According to several studies, significant and lasting benefits also accrue to incarcerated mothers who are able to care for their infants in prison nurseries. For example, mothers participating in prison nurseries have low rates of recidivism, suggesting an enhanced sense of purpose and responsibility. 

Lower recidivism rates would not only help these mothers, their children, and their communities; they would help all taxpayers. In any given year, Missouri releases roughly half of its prison population. And yet, while the number of prisoners has decreased slightly, recidivism remains a serious challenge for the state. 
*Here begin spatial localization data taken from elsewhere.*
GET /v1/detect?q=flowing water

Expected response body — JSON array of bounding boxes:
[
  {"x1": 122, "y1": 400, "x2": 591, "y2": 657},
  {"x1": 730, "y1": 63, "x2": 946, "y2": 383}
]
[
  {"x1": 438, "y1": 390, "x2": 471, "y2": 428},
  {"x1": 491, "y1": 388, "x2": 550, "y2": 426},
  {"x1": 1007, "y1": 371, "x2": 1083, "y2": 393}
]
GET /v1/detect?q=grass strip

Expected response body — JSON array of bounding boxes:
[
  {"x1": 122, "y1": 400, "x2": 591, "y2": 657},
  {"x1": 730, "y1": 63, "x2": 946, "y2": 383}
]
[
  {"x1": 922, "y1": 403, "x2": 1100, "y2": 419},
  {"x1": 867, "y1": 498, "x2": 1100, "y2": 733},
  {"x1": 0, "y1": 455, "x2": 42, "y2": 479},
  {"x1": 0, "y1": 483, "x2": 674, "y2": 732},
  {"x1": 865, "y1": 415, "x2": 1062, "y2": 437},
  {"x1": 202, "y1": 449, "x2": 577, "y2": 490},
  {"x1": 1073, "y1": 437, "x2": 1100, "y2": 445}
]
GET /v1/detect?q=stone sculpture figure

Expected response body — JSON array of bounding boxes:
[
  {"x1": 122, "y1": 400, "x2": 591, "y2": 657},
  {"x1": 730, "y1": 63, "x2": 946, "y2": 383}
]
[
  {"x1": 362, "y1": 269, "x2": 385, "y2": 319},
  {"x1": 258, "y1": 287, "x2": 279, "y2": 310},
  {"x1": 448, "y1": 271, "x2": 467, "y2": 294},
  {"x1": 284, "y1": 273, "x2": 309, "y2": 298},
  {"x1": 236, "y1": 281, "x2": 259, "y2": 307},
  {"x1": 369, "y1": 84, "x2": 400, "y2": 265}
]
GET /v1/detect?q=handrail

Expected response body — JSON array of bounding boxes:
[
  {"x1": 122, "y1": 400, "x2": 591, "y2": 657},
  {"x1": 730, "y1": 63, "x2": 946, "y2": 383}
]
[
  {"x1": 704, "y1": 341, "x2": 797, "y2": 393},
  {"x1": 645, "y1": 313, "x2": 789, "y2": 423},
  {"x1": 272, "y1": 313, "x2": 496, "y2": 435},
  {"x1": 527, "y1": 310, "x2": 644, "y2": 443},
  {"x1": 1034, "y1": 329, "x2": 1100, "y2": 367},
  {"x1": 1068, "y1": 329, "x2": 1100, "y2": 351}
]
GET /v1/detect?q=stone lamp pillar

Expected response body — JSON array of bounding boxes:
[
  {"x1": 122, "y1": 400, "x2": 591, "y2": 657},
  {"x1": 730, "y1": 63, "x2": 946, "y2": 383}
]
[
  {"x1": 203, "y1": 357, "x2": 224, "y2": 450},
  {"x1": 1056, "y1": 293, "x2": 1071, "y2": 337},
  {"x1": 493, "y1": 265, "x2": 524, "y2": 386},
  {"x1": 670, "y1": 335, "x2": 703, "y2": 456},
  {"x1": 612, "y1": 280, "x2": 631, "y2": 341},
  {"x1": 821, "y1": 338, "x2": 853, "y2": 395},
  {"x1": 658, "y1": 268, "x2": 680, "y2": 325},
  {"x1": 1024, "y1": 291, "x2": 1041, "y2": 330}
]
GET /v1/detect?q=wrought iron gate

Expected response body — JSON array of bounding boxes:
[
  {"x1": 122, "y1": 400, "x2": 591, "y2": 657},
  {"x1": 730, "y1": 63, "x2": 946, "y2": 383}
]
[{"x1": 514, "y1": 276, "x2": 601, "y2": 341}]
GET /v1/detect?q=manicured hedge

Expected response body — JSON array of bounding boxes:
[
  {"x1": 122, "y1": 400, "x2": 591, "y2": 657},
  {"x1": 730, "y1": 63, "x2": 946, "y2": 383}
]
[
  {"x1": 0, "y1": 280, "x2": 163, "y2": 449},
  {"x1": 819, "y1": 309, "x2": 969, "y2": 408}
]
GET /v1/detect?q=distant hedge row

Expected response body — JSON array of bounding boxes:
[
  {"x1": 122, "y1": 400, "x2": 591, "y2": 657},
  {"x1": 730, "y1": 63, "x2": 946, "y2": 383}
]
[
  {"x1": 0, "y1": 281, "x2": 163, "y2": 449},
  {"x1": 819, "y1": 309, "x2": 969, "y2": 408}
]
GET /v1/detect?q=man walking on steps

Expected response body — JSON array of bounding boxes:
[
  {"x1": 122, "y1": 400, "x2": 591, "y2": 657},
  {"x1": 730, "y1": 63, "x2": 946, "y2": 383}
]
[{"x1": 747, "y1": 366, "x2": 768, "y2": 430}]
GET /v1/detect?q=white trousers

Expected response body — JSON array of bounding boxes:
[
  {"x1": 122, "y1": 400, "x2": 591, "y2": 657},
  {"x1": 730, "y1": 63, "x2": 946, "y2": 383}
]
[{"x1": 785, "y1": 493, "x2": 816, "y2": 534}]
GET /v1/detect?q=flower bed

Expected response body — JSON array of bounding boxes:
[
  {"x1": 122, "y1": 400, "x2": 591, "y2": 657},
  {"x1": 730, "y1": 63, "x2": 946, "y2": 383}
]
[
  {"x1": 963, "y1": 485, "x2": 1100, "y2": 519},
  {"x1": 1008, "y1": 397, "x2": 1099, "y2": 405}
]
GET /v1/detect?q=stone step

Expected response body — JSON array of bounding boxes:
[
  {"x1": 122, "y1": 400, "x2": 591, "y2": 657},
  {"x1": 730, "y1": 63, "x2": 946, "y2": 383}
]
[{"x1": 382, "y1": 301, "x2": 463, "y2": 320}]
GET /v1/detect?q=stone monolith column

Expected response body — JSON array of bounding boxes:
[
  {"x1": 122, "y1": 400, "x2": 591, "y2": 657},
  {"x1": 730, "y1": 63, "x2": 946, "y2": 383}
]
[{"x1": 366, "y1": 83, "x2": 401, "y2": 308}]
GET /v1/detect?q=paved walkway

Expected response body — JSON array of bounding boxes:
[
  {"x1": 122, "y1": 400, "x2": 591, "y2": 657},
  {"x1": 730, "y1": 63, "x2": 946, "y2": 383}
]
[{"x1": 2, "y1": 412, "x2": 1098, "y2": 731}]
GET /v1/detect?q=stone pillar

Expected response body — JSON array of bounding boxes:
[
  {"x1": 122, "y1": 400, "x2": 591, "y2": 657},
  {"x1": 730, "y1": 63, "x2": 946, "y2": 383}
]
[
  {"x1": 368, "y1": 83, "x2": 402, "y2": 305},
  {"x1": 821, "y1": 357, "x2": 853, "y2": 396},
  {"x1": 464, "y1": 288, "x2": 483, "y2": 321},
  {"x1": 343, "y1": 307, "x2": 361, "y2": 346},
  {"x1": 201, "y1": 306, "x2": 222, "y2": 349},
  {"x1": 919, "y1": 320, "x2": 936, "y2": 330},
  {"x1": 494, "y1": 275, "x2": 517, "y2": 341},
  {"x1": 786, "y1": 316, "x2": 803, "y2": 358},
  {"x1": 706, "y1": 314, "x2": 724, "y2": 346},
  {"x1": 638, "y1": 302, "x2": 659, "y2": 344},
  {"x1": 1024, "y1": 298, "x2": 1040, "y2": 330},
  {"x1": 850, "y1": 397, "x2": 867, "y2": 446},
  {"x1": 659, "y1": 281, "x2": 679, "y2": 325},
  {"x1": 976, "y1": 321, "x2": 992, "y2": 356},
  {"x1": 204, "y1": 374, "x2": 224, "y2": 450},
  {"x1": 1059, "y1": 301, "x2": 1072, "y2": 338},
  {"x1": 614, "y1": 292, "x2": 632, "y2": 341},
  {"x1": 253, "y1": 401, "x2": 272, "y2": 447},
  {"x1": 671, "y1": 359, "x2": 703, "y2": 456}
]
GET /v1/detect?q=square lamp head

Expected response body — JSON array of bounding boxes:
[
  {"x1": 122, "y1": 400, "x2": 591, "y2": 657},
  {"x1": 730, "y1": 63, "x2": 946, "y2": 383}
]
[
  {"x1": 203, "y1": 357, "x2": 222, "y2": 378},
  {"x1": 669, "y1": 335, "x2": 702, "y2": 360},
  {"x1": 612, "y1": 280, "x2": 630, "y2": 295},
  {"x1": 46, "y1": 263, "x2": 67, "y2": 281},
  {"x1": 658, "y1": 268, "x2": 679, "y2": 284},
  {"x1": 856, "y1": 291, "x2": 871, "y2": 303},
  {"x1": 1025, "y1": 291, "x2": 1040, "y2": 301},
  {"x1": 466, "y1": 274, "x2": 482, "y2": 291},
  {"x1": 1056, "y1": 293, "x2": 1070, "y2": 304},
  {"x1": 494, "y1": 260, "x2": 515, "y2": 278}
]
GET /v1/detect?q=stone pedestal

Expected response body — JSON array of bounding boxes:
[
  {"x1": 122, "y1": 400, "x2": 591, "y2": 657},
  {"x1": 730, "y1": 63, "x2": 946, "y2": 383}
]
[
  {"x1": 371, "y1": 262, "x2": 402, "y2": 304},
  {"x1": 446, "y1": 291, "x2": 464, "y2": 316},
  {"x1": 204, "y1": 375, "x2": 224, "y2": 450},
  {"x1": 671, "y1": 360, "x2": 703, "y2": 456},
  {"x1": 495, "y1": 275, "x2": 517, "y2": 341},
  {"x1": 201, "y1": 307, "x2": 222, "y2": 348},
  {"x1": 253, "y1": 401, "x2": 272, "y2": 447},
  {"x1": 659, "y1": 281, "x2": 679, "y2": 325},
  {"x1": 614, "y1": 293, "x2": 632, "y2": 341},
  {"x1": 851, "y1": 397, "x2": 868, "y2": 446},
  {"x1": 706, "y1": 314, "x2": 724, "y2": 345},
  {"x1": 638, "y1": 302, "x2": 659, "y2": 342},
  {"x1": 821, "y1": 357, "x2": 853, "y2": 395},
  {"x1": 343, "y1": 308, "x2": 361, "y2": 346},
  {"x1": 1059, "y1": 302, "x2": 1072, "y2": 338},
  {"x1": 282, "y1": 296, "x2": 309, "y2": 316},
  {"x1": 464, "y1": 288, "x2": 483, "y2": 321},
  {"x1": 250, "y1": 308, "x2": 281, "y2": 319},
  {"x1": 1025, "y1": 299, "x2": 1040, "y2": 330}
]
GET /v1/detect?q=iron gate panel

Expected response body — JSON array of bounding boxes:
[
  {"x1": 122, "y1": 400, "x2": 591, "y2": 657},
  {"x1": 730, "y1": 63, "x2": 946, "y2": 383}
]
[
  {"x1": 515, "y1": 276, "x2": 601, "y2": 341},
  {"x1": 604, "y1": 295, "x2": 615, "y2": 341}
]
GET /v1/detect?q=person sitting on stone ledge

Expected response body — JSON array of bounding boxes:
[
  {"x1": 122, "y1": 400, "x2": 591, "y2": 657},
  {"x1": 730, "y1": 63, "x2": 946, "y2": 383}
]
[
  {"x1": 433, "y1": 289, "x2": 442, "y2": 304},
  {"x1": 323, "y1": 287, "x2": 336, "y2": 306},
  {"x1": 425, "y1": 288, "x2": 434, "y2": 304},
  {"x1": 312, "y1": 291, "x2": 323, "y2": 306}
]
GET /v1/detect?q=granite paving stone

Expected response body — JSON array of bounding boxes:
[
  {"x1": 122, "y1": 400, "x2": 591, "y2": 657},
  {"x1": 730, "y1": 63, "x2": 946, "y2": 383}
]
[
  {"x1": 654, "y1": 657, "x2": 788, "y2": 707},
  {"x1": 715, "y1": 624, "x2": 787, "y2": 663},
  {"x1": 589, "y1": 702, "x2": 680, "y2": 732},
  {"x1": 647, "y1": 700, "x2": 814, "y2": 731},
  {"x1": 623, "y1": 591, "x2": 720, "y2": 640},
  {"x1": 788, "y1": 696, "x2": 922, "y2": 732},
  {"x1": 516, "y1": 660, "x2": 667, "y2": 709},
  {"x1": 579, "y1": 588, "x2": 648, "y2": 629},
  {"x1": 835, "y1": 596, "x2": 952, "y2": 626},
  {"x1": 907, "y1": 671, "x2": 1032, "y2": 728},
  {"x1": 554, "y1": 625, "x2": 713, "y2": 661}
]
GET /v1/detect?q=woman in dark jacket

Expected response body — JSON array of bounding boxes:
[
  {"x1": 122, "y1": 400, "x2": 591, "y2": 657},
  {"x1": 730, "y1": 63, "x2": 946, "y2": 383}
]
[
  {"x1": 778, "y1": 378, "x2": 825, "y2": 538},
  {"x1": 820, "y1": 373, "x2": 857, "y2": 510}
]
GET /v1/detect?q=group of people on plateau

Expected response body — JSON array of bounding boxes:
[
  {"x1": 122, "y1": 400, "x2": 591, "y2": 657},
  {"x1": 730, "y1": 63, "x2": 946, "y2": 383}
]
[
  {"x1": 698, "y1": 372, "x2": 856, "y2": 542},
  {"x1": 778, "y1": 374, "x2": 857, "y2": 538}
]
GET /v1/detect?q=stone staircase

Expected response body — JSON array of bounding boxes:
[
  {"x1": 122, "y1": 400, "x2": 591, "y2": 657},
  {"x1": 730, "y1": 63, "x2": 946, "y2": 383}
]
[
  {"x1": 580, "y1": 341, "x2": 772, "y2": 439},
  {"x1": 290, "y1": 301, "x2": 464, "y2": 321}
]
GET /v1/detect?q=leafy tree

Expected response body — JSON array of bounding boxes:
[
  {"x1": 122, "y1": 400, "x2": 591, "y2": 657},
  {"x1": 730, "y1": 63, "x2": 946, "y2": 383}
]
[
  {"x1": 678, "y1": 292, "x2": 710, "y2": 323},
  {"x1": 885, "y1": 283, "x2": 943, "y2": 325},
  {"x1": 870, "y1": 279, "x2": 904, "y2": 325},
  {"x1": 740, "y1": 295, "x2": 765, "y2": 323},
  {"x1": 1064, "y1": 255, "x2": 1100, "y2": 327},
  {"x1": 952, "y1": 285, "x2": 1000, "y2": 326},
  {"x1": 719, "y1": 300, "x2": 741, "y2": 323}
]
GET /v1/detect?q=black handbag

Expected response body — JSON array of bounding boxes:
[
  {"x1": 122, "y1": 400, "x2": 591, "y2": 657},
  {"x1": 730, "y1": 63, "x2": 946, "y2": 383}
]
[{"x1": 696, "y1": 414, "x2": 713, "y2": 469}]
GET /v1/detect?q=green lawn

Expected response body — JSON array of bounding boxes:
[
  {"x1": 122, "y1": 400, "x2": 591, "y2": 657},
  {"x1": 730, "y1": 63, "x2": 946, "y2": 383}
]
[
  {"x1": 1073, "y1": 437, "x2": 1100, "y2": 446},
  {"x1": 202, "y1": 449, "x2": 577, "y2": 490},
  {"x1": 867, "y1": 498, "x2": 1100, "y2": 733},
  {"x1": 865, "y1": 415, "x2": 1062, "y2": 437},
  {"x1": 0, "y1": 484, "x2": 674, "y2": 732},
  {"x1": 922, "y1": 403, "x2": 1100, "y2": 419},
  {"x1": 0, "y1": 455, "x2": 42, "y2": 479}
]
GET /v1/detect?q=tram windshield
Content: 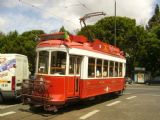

Critics of prison nursery programs worry that mothers and infants who participate in prison nurseries will just be separated later when the mother recidivates. But in fact, according to a study of New York’s prison nursery graduates, 74.6 percent of mothers who left prison with their infants were living with their child 3 years after release.

In addition to reducing recidivism, prison nurseries save taxpayers money in other ways. A report commissioned by the Idaho Legislature on prison nurseries suggests prison nurseries may pay for themselves. The Idaho report cited the Ohio Department of Rehabilitation and Correction’s estimate that the Ohio prison nursery actually saves the state $35,000 in general revenue annually by reducing adoption and foster care costs.  

There are many compelling reasons to support prison nurseries including improved maternal health, child development, recidivism, and foster care cost savings.

We believe babies belong with their mothers. The Missouri Legislature should do everything in its power to promote and preserve healthy families. Gov. Parson has taken the lead in Missouri on both protecting babies and criminal justice reform. We will work closely with his office in the upcoming legislative session to ensure all of Missouri’s babies thrive.